Деньги — эта общая для всех товаров форма, в которую они превращаются как меновые стоимости, этот всеобщий товар — должны сами существовать как особый товар наряду с другими товарами, так как товары не только в уме должны измеряться деньгами, но и в действительном обмене должны обмениваться и размениваться на деньги. Возникающее отсюда противоречие развить в другом месте. Деньги столь же мало возникают путем соглашения, как и государство. Они стихийно возникают из обмена и в обмене, они его продукт.
Первоначально деньгами служит — т. е. принимается в обмен не как предмет потребности и потребления, а для того, чтобы снова обменять его на другие товары, — тот товар, который в качестве предмета потребности чаще всего принимается в обмен и курсирует в обращении; который, стало быть, наиболее надежен в смысле возможности его дальнейшего обмена на другие особенные товары; который, следовательно, при данной организации общества является представителем богатства κατ' έξοχήν [xxviii], предметом наиболее всеобщего спроса и предложения и обладает особой потребительной стоимостью. Таковы соль, шкуры, скот, рабы. Такой товар фактически больше, чем другие товары, соответствует в своей особой товарной форме самому себе как меновой стоимости (жаль, что по-немецки нельзя подходящим образом передать разницу между denree и merchandise [xxix]).
Особенная полезность товара, будь то товара как особого предмета потребления (шкуры), будь то товара как непосредственного орудия производства (раб), ставит здесь на него клеймо денег. В дальнейшем ходе развития наступит как раз обратное, т. е. товар, меньше всего являющийся непосредственно предметом потребления или орудием производства, лучше всего будет представлять именно ту сторону дела, что он служит потребности обмена как такового. В первом [I—25] случае товар становится деньгами в силу своей особенной потребительной стоимости; во втором случае он получает свою особенную потребительную стоимость потому, что он служит деньгами.

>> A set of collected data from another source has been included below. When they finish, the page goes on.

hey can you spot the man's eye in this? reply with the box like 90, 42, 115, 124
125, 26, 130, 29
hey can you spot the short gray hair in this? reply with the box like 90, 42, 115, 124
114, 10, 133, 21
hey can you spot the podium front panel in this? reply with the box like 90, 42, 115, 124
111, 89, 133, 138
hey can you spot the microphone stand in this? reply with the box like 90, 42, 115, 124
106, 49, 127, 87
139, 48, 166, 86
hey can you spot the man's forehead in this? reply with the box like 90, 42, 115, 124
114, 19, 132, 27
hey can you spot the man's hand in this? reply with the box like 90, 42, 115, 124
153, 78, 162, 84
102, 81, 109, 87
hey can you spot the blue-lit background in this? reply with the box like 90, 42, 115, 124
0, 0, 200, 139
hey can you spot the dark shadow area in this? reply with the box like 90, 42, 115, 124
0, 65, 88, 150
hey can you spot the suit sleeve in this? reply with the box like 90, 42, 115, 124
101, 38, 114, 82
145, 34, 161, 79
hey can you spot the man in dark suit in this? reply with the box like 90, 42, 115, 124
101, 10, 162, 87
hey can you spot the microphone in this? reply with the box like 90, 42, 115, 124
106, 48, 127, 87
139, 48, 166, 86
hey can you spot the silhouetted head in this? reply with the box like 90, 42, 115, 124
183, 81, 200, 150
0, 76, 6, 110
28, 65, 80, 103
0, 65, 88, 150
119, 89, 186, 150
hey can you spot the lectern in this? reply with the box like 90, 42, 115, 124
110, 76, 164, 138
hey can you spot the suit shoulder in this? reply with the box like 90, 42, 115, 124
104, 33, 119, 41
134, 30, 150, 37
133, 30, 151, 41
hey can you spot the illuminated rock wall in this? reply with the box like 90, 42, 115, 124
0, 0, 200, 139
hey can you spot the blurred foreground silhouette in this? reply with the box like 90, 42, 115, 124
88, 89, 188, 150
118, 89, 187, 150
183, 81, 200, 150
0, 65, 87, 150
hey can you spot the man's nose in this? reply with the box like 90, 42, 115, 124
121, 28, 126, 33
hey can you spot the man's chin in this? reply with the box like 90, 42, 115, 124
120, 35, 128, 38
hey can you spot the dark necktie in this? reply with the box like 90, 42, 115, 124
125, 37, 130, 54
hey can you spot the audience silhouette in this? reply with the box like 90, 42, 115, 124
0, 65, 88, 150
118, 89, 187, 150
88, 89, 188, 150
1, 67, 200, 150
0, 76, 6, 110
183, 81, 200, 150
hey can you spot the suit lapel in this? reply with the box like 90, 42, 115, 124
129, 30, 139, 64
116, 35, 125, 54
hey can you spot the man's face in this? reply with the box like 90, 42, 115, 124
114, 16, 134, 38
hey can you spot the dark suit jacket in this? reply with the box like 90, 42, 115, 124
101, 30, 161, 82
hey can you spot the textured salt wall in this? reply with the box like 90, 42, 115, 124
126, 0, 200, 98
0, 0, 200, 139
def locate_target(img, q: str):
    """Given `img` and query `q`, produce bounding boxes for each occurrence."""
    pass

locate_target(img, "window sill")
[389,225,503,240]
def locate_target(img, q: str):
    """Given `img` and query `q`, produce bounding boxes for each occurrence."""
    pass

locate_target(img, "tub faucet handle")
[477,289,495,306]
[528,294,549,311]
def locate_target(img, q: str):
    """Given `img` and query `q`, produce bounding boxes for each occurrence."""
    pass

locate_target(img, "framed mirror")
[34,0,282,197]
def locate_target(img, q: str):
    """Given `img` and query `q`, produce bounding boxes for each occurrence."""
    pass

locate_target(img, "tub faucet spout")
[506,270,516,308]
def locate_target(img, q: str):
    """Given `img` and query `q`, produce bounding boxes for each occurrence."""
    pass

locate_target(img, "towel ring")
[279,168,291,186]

Долговечность, неизменность, делимость и способность снова сплавляться воедино, относительно легкая транспортабельность, поскольку большая меновая стоимость представлена здесь в небольшом объеме, — все это делает на последней ступени особенно подходящими для того, чтобы стать деньгами, благородные металлы. Вместе с тем они образуют естественный переход от первой формы денег. На несколько более высокой ступени производства и обмена орудие производства начинает доминировать над продуктами; металлы же (сначала — камни) суть первые и наиболее необходимые орудия производства. В меди, игравшей столь большую роль в качестве денег у древних, еще совмещается и то и другое: особая потребительная стоимость в качестве орудия производства и те прочие свойства, которые не вытекают из потребительной стоимости товара, но соответствуют его назначению быть меновой стоимостью (а это значит — быть также и средством обмена).
От других металлов потом опять-таки отделяются благородные металлы, так как они не подвержены окислению и т. д., одинаковы по качеству и т. д., и затем они лучше соответствуют более высокой ступени развития, ибо их непосредственная полезность для потребления и производства отступает на задний план, а уже в силу своей редкости они лучше представляют стоимость, основанную только на обмене. Они с самого начала представляют избыток, представляют ту форму, в которой первоначально выступает богатство. К тому же металлы люди охотнее меняют на металлы, чем на другие товары.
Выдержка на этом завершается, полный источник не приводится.